Испуганные свидетели утверждали, что ужасная чёрная собака, – противоестественное существо, похожее на человека (руки, ноги, туловище, но шерстяная пёсья башка и чёрный язык, с которого капала кровь) возникало, как приведение, из огромной ямы в земле – заброшенного железорудного карьера. Наш учитель по физике, преподававший в силу дефицита в городе педагогических кадров русский язык и литературу, не верил суевериям и объяснял массовые видения тем, что мы живём в самом центре магнитной Аномалии, которую ещё до революции открыл академик Губкин. А, мол, на Аномалии с людьми всегда ненормальные вещи происходят. Ведь само слово «аномалия» с латыни переводится как «ненормальность».

Однако в том же году, когда Пашкиного приёмного батю, «доктора Лукича», как его звала вся Красная Слобода, в смирительной рубашке, под конвоем милиции отвезли в Красную Тыру, где находился единственный в области сумасшедший дом, наш мудрый учитель своими глазами видел этого чудовищного чёрного пса. И, как он утверждал, сидя в школьной кочегарке за бутылкой самогона с Кузьмичом, подрабатывавшим в холодное время года истопником, пёс этот был говорящим (!). Правда, из-за страха, сковавшего все члены физика и лирика в одном флаконе, он не мог вспомнить, что именно говорил ему пёсо-человек. Только повторял великие слова Вильяма Шекспира, что «на свете есть много такого, друг Горацио, что неизвестно нашим мудрецам».

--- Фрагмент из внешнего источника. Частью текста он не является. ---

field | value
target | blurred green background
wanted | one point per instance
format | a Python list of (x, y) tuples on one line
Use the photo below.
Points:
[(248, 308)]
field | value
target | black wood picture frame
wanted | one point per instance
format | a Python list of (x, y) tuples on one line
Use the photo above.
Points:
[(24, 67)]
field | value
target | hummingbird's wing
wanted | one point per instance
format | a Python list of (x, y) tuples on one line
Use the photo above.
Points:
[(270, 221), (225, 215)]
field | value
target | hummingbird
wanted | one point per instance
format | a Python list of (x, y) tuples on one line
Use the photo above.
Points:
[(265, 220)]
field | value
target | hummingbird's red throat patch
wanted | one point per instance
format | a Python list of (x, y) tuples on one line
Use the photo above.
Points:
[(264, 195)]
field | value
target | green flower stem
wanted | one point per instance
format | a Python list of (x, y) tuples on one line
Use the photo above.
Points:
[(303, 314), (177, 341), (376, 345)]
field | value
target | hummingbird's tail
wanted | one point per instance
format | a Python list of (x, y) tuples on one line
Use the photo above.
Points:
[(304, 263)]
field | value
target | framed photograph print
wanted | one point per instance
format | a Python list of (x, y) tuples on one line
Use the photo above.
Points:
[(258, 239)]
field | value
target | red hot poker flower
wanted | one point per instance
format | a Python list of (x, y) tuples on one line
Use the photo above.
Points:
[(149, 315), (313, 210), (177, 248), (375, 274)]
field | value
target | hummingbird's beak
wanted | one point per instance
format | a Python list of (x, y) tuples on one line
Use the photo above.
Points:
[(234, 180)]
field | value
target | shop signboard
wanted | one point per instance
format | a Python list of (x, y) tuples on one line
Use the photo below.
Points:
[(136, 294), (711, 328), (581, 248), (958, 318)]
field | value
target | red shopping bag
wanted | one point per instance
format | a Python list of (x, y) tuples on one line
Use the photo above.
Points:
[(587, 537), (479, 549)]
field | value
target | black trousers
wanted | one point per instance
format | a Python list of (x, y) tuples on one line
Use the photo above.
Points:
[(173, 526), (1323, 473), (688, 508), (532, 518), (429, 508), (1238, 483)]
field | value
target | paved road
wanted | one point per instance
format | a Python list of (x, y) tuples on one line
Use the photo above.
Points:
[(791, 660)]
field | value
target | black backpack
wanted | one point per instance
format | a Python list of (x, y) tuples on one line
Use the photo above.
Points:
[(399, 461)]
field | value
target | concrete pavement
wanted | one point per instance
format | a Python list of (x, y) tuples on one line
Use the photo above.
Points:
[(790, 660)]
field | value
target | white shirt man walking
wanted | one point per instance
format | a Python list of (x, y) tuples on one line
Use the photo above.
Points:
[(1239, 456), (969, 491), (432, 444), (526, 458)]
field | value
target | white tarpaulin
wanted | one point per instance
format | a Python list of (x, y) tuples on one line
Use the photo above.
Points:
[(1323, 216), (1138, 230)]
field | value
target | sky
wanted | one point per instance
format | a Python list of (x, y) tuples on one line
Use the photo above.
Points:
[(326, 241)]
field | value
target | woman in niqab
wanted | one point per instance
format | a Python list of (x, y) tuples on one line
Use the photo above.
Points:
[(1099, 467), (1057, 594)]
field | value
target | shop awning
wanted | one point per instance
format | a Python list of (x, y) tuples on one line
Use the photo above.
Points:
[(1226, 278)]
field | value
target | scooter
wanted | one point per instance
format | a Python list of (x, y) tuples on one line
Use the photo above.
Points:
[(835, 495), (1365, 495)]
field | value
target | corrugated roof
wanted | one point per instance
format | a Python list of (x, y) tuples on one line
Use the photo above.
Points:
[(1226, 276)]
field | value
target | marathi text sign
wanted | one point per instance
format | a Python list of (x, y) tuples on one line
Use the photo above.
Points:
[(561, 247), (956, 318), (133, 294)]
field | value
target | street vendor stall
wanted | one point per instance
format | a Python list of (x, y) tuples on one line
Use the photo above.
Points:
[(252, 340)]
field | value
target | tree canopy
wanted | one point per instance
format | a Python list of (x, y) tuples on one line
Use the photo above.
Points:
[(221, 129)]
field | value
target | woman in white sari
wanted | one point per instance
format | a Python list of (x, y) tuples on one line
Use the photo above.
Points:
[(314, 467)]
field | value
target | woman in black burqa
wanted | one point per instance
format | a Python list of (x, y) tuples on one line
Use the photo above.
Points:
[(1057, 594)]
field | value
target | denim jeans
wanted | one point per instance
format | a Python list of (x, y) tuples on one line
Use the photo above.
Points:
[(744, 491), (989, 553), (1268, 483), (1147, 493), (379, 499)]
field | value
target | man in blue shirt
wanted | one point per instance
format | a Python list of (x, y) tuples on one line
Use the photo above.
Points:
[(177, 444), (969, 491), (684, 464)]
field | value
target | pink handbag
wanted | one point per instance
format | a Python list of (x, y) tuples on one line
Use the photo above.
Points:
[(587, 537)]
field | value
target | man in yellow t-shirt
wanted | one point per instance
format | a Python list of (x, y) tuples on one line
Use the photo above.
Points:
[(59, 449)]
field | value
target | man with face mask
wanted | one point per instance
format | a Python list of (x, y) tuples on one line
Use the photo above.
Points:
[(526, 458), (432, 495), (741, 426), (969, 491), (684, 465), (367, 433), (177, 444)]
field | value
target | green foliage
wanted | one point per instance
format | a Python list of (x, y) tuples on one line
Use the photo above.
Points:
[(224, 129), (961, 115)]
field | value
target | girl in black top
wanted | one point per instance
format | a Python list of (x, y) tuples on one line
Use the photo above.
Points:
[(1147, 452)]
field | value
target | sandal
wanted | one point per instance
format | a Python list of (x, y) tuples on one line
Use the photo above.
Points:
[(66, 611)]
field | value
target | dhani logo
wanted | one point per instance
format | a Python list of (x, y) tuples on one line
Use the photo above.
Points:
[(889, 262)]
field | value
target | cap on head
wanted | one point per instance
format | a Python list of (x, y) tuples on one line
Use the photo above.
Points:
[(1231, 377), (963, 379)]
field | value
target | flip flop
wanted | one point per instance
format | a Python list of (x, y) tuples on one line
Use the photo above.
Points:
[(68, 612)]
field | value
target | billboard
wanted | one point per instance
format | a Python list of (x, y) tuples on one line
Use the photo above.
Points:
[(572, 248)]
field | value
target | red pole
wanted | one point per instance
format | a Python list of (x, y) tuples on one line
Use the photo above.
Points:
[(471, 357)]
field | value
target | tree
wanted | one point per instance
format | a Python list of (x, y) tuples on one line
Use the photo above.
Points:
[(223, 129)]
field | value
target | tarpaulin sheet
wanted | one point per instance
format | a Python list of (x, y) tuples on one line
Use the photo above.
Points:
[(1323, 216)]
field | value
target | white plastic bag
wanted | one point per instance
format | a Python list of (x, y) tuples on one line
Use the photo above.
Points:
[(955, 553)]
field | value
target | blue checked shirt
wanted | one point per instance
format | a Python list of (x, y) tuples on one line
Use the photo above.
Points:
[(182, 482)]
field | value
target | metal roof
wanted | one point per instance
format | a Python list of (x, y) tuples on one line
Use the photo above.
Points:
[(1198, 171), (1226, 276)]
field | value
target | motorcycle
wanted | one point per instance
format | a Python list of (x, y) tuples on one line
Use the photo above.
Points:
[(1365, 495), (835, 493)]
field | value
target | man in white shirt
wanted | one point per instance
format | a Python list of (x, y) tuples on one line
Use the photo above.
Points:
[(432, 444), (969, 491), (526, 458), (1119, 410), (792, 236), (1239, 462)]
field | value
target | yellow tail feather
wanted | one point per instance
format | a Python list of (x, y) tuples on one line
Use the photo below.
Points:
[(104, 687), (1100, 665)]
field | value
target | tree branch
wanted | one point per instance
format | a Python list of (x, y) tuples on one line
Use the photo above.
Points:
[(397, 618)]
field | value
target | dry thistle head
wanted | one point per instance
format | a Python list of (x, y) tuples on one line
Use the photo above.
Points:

В том, что Фока Лукич «съехал с катушек», я сперва даже не сомневался. Всегда хмурый, не шибко общительный врач-пенсионер, якобы после встречи с легендарной чёрной собакой, которая открыла ему все тайны краснослободского двора, вдруг стал ходить по райкомам, исполкомам, трижды ездил в Красную Тыру и все писал, писал… Требовал, чтобы – язык не поворачивался сказать – раскопали могилу секретаря Краснослободского райкома, героя-партизана Петра Карагодина. Зачем?.. Ну, съехал человек с катушек. Жизнь-то Фоки Лукича не сахар была. А потом, зачем изводил себя писаниной, сидя за «бурдовой тетрадью» днями и ночами напролёт? В России, ещё Грибоедов говорил, горе всегда от ума.

О том, что Фока Лукич Альтшуллер уже не одно десятилетие пишет не то дневник, не то книгу или даже целую «Библию от Фоки» знала вся Слобода. О существовании бордовой тетради (сам доктор в шутку называл её «бурдовой»), конечно же, лучше всех знал Пашка. И, по его словам, он, конечно же, в тайне от автора, читал некоторые страницы «бурдовой тетради», написанные тем ужасным почерком, каким Фока Лукич выписывал всем своим пациентам рецепты на порошки и пилюли. Хорошо помню тот день, когда Пашка поведал мне свистящим шепотом заговорщика:

– Отец на первой странице вчера написал название своей писанины…

Я слушал друга, открыв рот.

– Представляешь, Ёжик, он назвал бурдовую тетрадь «Записками мёртвого пса»…

Я завидовал другу: у него была тайна. У меня никакой тайны не было. А жить без тайны, в любом возрасте, скучно. Потому что, если уже нет у тебя никаких желаний, то остаётся одно – желание поделиться хоть с кем-то своей тайной.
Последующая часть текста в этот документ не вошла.